6 May 2013 at 12:55 pm #11678
I do not actually recall where anyone says what a magic number 3 is! My background is actually Metal work. One thing used a great deal where hand tools are involved especially Marking out on metal is a surface plate. I see Paul has his own version which is a granite tile that he uses for Plane Sole and Chisel flattening and polishing. The most accurate way to check a surface plate is to have 3 of them. Bear with me I am not suggesting getting 3 or even 1. But to check a surface plate for flatness you use a marking grease. The one I know best is called Micrometer blue. What you do is put a small amount (and I mean small one tiny bit on your finger and you will leave a trail all the way home for miles)you spread the Blue out reasonably evenly. it will be almost transparent if you do not spread it out it will look a solid blue and that means you are using too thick a level of it so it could span a gap a couple of thousandths of an inch. Place the second surface plate on top of the first and move around slightly. Now two plates can be out of flat but but exactly mate. If one plate is concave and one convex it could show as flat where blue is transferred in very large areas across the second plate. So then you introduce the 3rd. but you place on the other 2 in turn
it could mate with a convex if it was concave but then the other plate has to be also concave to mate with the first.

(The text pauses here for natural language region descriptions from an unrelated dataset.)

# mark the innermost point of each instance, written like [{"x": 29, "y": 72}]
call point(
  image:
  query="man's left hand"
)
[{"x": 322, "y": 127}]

Ok what has this to do with woodworking? How do you check your square? if you have 3 squares ( I have squares in different sizes and also for metal working) you do the same
place you square on a flat surface and glass is good (See did not try sell you a surface plate) align the 2 blades touching if they mate wonderful but they do not necessarily need to be 90 degrees for this. introducing a 3rd square you cannot get all 3 to mate in pairs if there there is any “out of square”. So check your own squares don’t trust that some person did not drop or hit it. What else? Winding sticks!! I use 3. To check for flat and level of the winding sticks now you know is easey-peasy and has more than one advantage. A longer piece of timber can twist more than one way. And you need to move 2 sticks around to find these differences. 3 sticks on long timber shows not only twist it actually shows bow as well.because when you sight the sticks normally you are looking at 2 surfaces but try this
push any stick in the ground then push a second a distance away. place a 3rd in between and you can align it accurately by sighting the 2 ends and noting the middle? I hope this gives someone an argument to say 3 is not magic. Now you do not need a metrology lab to calibrate your own flat and right angled tools.7 May 2013 at 12:19 am #11687
I am finding it very interesting that basic Geometry is much more precise for woodworking than basic Math.